Hello everyone, today is Monday, July 28. I was patient about a few things today. One thing is that I am waiting a day to inquire about the weight loss program, because I might try to do a php. Another thing is that I got mad but stayed at my mental health program without leaving. And this resulted in buying some candy at walgreens, as well as some detergent that I needed. Another thing is that I did not apply for a credit card. I might apply for the US Bank credit card. But I do not know for sure.
I am trying to mentally prepare for stopping my facebook page if I have to for financial reasons. I just think that wastes an opportunity to bless people in a way that I like being blessed which is through cute or funny memes.
I made some chili this afternoon and it is yummy enough. It is kind of runny and I did not have chili seasoning or even taco seasoning this time. But I had garlic salt and it tastes fine to me. I might keep watching videos of people building cabins and eating meat and vegetables in the woods. I think that will make me appreciate the style of chili that I made. I wanted to add chicken but that is where I did not have patience and I will cook the chicken soon and use polynesian sauce with it. I mean actually I could make a corn chowder, couldn't I. Remember when Krsytn Skellenger made that corn chowder and I ate it like some kind of british orphan and then she gave me the rest of it to take home? Pretty funny.

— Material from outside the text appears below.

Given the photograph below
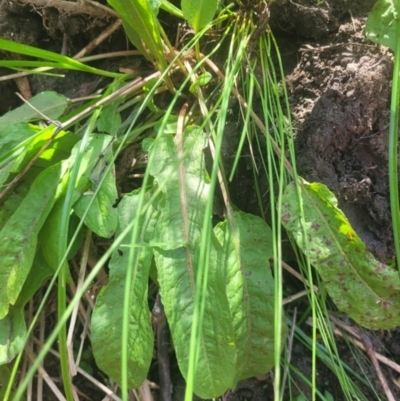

I texted ravneet today with some complaints about the abuse I experienced for two years at the bridge. I mean it is a fact. I am trying to have some hope that things get better soon. I think my mom might have to have hip surgery and she is irrationally anxious and avoidant about it. I don't want to be her caregiver during the days of recovery. I did offer to travel there but I just don't want that role because of the nature of her abuse. I saw that my life would be like that but it is still hard to believe.
I think soon I will try to read some of the imaginary mice series and see if I am able to read sometimes. I was able to read poncheesy sometimes, and other times I could not read it.
Today I saw my orders for books and mistakenly thought that a few of my orders were from other people. And it just changes everything if I had any orders at all. But it is all zeroes. A lot of people have helped me in life, but there have been some terms that really cause some question of whether people did right.
Soon I am going to a nami group. Will it be creative writing or the suicide group. I do not really know. I have therapy tomorrow. I mean why go to the suicide group and tell everyone my most extreme feelings.